We discussed the flaws in mental accounting and how it negatively impacts our financial decision-making process. A key fundamental flaw in mental accounting is the effect of framing.
Framing is how we tend to view our mental accounting decisions. For example say you go to the big box store and look at the newest in computer tablets and you find a tablet you like for $500 but remember that the discount store around the corner is selling the same tablet for $400. It is an easy decision to buy at the discount store and save $100. The next day you go shopping for a new bed, and you find the one you want for $3000, but the store around the corner is selling the same bedding for $2900 saving you $100. Yet this time you purchase the $3000 bedding. Why did you make this decision? It is due to framing, in each case you saved the same $100, yet your framing of the matter was based upon the rate of discount. The 20% discount was far greater in your mind then the approx. 3.0%discount for the bedding. The reality is in both cases you would have saved the same amount of money $100 but chose to ignore the $100 savings in the second circumstance.
The danger of framing is what your benchmarks are and if these reference points are consistently meaningful. If the reference point becomes tied to a discount you will consistently make poor decisions about money.
Investment psychology becomes even more important as these investment decisions have numerous variables that can be mismanaged through poor mental accounting. These mistakes with money are constantly made by the majority of investors.
Your financial decision-making process is the foundation to any investment success. In my private practice I had used an Insurance company who created a marketing campaign in which they would provide Susan B Anthony Silver Dollars for us to hand out on initial prospect interviews. The slogan was “Even the US Government makes mistakes with money.” (the Susan B Anthony was minted the same size as the quarter, and many people purchased $3 Cokes at the soda machines) Most prospects found this humorous until they were exposed to the reality of how their financial decision-making process was consistently causing them painful mistakes with money.

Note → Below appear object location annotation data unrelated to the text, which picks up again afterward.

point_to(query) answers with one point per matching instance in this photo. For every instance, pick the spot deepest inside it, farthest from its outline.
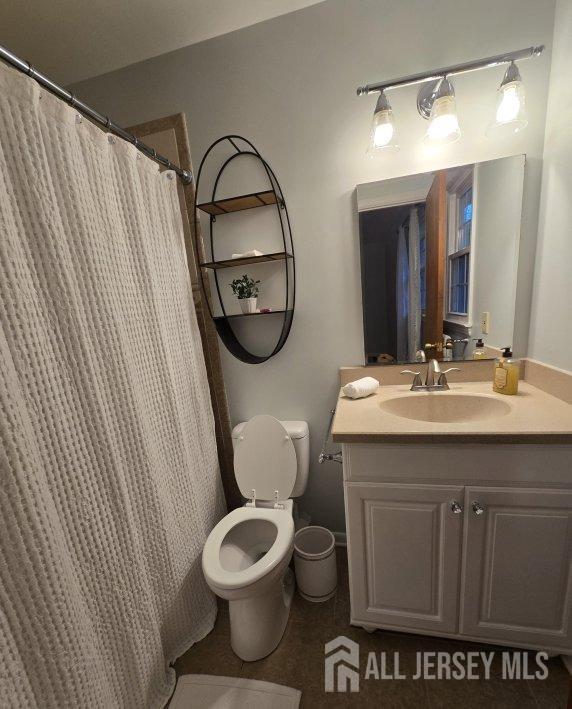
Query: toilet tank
(300, 435)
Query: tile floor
(299, 662)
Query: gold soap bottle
(507, 372)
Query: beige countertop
(532, 416)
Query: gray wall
(551, 334)
(289, 84)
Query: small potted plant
(246, 290)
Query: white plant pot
(248, 305)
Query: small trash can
(315, 563)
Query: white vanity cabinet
(462, 540)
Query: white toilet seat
(222, 578)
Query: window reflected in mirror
(439, 261)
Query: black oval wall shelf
(272, 197)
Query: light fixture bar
(436, 74)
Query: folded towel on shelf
(361, 387)
(246, 254)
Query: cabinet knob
(456, 508)
(478, 509)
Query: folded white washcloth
(361, 387)
(246, 254)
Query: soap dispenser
(479, 352)
(506, 373)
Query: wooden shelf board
(238, 204)
(247, 315)
(230, 262)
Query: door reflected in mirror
(439, 258)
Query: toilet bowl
(246, 556)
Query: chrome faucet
(433, 373)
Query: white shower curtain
(109, 476)
(414, 288)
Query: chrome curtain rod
(112, 127)
(436, 74)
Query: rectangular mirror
(439, 255)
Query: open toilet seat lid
(265, 460)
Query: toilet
(246, 556)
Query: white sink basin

Your focus point is once again in your money journal. Reflect back on what your focus has been with regards to sales. What is the last item you bought on sale and what was the deciding factor. Identity these for small and large ticket items and see if the mental accounting bias of your framing has caused you a loss of money. Once you identify what are important reference points for you, an understanding of the framing process will be easy to identify.  This self-understanding of your specific financial decision-making process will be the first building block that needs to be in place before you can successfully insulate and inoculate you from scams, fraud and predatory sales tactics.